The largest contributions are coming from household_median_income and northern_nj: There are lower rates of use of force in North Jersey and in higher income towns. In this model, the difference between North Jersey and South Jersey is about the same as a difference of $72,000 in household median income. Interpreting the coefficients of the racial demographic predictors is less straightforward. We will return to them in a subsequent post.

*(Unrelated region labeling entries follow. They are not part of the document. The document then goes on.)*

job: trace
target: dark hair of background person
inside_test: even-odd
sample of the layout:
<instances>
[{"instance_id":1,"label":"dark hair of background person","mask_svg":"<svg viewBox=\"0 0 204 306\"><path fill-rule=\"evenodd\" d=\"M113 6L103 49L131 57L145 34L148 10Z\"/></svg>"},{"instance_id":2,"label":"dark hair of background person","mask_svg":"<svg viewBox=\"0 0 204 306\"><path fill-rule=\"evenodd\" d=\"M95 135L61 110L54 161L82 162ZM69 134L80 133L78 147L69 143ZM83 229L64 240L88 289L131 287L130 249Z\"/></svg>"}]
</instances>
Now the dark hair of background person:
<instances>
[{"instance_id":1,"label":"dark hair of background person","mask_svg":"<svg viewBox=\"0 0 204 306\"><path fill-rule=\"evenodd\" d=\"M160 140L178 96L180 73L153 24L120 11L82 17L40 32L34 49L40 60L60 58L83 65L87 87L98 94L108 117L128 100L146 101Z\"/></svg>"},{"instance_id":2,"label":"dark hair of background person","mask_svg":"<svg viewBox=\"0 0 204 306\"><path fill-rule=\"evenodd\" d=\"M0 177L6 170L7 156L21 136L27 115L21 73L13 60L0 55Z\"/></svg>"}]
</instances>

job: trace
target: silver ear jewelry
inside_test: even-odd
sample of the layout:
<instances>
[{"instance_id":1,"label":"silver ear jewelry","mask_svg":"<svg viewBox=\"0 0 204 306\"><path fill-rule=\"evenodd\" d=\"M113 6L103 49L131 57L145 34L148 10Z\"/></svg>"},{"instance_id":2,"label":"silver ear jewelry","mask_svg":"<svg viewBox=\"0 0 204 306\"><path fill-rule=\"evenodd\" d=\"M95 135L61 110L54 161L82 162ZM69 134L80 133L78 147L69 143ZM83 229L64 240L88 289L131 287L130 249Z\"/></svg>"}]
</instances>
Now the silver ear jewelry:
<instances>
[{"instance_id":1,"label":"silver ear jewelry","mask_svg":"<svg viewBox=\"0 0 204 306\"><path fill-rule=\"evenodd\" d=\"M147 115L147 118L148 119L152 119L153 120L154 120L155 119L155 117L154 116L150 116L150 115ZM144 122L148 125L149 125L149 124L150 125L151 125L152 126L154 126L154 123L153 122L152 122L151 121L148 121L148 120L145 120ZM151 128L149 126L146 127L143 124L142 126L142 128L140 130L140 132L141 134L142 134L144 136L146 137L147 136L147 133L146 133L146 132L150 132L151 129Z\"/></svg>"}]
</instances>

A ‘linear-plus’ model incorporating the Jersey Shore and officer count

The shore_town flag does not appear in our linear model, and adding it does not improve the model. However, recalling the interaction we saw in Part I between shore_town and officer_count – as well as our suspicion about the relationship between officer_count and incident_rate_per_officer – we may be tempted to add the interaction shore_town * officer_count to our model. Indeed, we do see an improvement, though we get our best model if we remove officer_count. We call this the ‘linear-plus’ model.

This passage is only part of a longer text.